That doesn't mean there won't be conflicts and drama by any means, though.
"We don’t go into specifics but certainly when you think about them there are certain key players that I think some people are going to love and some people are going to hate," John says of this year's brides and grooms.
"Some of them are very polarising and one of the great things about Married At First Sight is that it is very diverse and we get all sorts of different people of different ages, cultures, sexual orientations and so I think there’s certainly a number of them there that you will get very invested in like most series.
"This one particularly there will be issues of power and control that come out, there will be issues around secrets, there will be concerns around boundaries so a lot of really juicy stuff."
Since the show's inception, the experts have matched over 60 couples but diehard fans will know that only three of their matches are still together in the real world.
Season two's Bryce Mohr and Erin Bateman met in 2016 and are still going strong as are season six's legally married couple Cam Merchant and Jules Robinson and Martha Kalifatidis and Michael Brunelli, the latter couple recently appeared on the reunion special event.
With such a low track record, it's fair for fans of the show to assume that couples are matched for drama rather than true compatibility but the experts deny that's the case.
"If we did that we wouldn’t have any matches!" laughs Mel.
"It is a scientific match but that term is only as helpful as getting the couple to the altar. A lot of in-depth work went on behind the scenes in terms of bringing these matches together and we did a lot more this year because of COVID as we were in different geographies so we had extra interviews via Zoom.
"But we can’t control the spark so when people do get together one of the unknowns is whether they’re going to physically spark with each other and the other point is how each individual and then the dynamic as a couple are going to work under pressure because it’s such an incredible pressure cooker. Then of course there’s the group dynamic and the impact of that pressure and judgement of other people on them so there are so many factors that we can’t control."
In fact, the experts admit that they don't measure success in the relationship experiment in terms of how many couples remain intact beyond the show.
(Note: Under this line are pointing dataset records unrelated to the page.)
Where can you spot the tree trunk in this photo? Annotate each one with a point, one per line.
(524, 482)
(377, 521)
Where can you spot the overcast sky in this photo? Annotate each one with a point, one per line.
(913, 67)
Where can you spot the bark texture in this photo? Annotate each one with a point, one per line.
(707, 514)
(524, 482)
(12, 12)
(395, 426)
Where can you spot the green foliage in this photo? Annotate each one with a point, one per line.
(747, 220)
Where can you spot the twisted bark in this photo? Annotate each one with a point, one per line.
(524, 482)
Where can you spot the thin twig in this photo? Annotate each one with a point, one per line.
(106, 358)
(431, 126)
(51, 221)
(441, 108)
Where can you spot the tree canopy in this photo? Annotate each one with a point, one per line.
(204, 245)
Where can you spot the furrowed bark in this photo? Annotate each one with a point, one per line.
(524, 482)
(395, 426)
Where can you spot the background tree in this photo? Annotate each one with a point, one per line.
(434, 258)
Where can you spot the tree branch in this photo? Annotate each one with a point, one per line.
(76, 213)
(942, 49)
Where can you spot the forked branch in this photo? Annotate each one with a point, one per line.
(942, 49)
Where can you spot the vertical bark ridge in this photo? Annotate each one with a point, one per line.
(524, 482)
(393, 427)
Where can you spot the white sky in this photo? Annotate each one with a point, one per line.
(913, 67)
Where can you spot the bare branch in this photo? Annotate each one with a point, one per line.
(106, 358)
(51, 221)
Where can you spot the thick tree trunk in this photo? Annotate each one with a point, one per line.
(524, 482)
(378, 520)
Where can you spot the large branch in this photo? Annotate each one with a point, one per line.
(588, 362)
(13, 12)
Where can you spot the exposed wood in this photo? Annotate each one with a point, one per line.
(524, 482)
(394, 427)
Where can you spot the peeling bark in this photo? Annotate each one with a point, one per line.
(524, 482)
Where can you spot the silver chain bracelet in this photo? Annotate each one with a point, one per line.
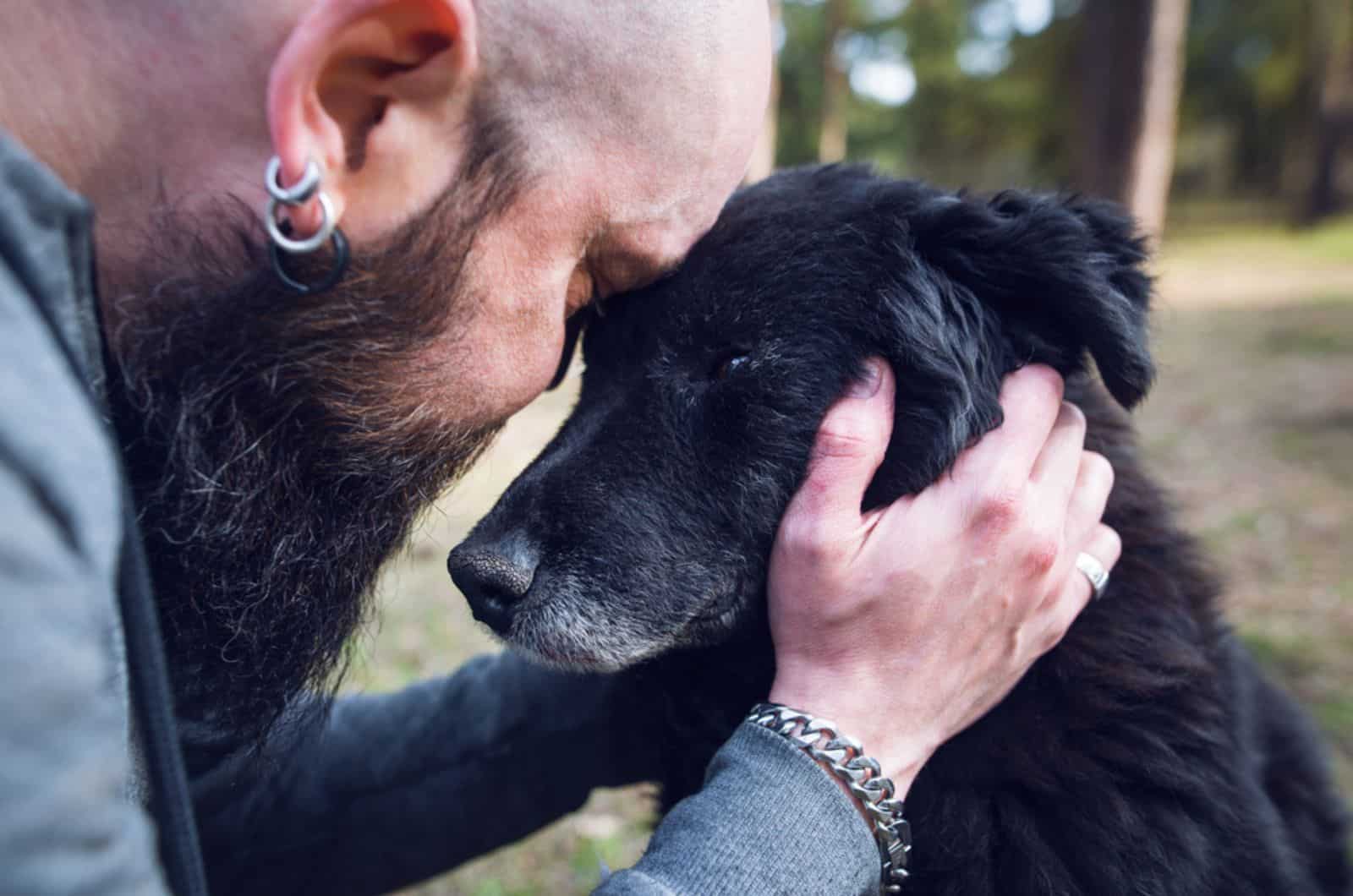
(861, 774)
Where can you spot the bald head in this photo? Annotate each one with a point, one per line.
(678, 80)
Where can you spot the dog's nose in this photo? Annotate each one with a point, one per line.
(491, 581)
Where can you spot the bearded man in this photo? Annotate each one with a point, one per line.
(211, 440)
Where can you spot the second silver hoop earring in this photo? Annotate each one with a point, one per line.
(279, 234)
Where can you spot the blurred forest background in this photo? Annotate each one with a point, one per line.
(1228, 128)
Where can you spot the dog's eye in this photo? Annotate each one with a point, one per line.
(731, 366)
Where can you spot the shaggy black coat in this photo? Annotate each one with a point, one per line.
(1145, 754)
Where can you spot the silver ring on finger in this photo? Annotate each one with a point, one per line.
(1095, 571)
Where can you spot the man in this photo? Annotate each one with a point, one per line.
(281, 418)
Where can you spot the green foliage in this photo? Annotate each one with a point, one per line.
(994, 90)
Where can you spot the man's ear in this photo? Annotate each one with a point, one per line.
(1064, 275)
(374, 91)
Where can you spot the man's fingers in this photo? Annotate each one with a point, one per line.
(1057, 467)
(1104, 546)
(1032, 398)
(1089, 497)
(850, 445)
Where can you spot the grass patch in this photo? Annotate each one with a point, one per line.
(1290, 657)
(1329, 243)
(1309, 340)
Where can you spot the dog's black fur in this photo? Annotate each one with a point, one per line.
(1145, 754)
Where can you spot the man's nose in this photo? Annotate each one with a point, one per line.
(494, 576)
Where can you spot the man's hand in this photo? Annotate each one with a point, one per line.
(908, 623)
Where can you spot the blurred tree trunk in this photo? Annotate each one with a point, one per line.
(764, 156)
(1131, 63)
(1333, 108)
(831, 139)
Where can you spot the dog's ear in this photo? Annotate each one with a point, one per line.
(1064, 276)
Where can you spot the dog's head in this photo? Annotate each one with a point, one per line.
(647, 522)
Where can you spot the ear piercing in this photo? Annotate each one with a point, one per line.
(279, 232)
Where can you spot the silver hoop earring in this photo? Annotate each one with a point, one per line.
(279, 233)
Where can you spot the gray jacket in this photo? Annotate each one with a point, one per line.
(392, 788)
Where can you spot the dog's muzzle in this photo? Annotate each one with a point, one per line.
(494, 578)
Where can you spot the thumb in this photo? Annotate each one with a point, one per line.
(850, 447)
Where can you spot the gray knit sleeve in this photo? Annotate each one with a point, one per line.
(769, 821)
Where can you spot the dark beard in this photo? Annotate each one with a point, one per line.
(281, 448)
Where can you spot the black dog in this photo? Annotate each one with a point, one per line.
(1145, 754)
"I know some people do and I can understand why but I guess we look at it more broadly – so many people come through this process with incredible growth and breaking old patterns so that the next relationship they go into they do differently because of things that they’ve learned. There are a number of wins that come out of the experiment not just the relationships," Mel adds.
Sexologist Alessandra, who is making her MAFS debut and replacing Dr Trisha Stratford, adds: "Coming into the show, for me it’s very important to not have that be the measure of success.
"There is no formula that will guarantee that two people will fall in love and be happily ever after forever. There are things that indicate that two people can probably mesh and work well together but there is no guarantee and it depends on so many factors. We put all the ingredients together and we help them with the issues that come up each week but they also have to be ready and willing to do the work.
She adds: "The real value is in everything that’s learned and in the journey and their growth so I certainly didn’t come into it measuring the success of the experiment based on how many couples make it through to the end. In general looking at the seasons I think it’s amazing that there’s life coming out of MAFS – there are MAFS babies in the world and that alone is a great success for the experiment and the fact that some people really have found the loves of their lives through the experiment."